Bien que la promotion de la santé au travail figure dans la stratégie nationale de santé, les priorités de prévention qui viennent d’être adoptées par le comité interministériel pour la santé ne comportent aucune mesure dans ce domaine. Responsabilité première des employeurs, la santé au travail peine à trouver sa place dans la politique publique de santé. Pourtant, les indicateurs de santé au travail stagnent. L’insuffisance de prévention des expositions professionnelles est une des causes de la mortalité prématurée avant 60 ans et les inégalités sont parmi les plus fortes en Europe. La santé au travail est véritablement la lanterne rouge de la santé publique. Comment y remédier ?

On ne peut plus espérer de résultats substantiels provenant d’un renforcement du médical, du juridique ou du technique (inspection et assurance), les trois piliers sur lesquels s’est construite la santé au travail depuis soixante-dix ans. Il faut résolument investir dans la santé dans les entreprises en en faisant un facteur de productivité. Ce n’est pas une vue de l’esprit. De nombreuses études montrent un important et rapide retour sur investissement des actions de prévention. Pour que la santé soit enfin reconnue comme un enjeu stratégique pour les entreprises et pour la société, misons sur un changement de culture et sur des actions de prévention qui formeront un nouveau modèle de pratique. Sans vouloir décharger les employeurs du financement de la santé au travail, on pourrait créer un "crédit impôt prévention" (dans l’esprit du crédit impôt recherche) pour bien signifier aux employés, aux employeurs et à la société (l’Assurance maladie) qu’ils ont tout intérêt à développer la prévention dans les entreprises.
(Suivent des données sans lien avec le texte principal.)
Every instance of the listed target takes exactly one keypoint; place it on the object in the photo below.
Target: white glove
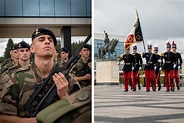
(118, 63)
(155, 67)
(159, 60)
(174, 66)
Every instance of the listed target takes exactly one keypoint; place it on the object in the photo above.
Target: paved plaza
(112, 105)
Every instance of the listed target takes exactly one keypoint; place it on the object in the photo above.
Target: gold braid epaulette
(121, 56)
(162, 54)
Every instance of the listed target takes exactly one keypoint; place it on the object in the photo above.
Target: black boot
(139, 86)
(159, 88)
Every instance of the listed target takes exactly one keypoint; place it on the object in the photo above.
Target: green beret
(14, 47)
(43, 31)
(64, 50)
(23, 44)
Certes, il existe déjà des incitations financières à ces actions de prévention, mais elles sont ponctuelles, partielles et méconnues. Ce serait un signal fort en faveur de cette nouvelle culture à condition de le piloter au-delà des clivages habituels entre l’État, la Sécurité sociale et les entreprises. Ce crédit serait consenti aux entreprises qui développent des programmes de prévention répondant à un cahier des charges rigoureux (avec évaluation des objectifs). Il pourrait couvrir la moitié du coût des actions préventives. Dans ce jeu gagnant-gagnant, on réconcilierait les valeurs santé et travail. Un enjeu majeur pour la santé publique comme pour la santé économique.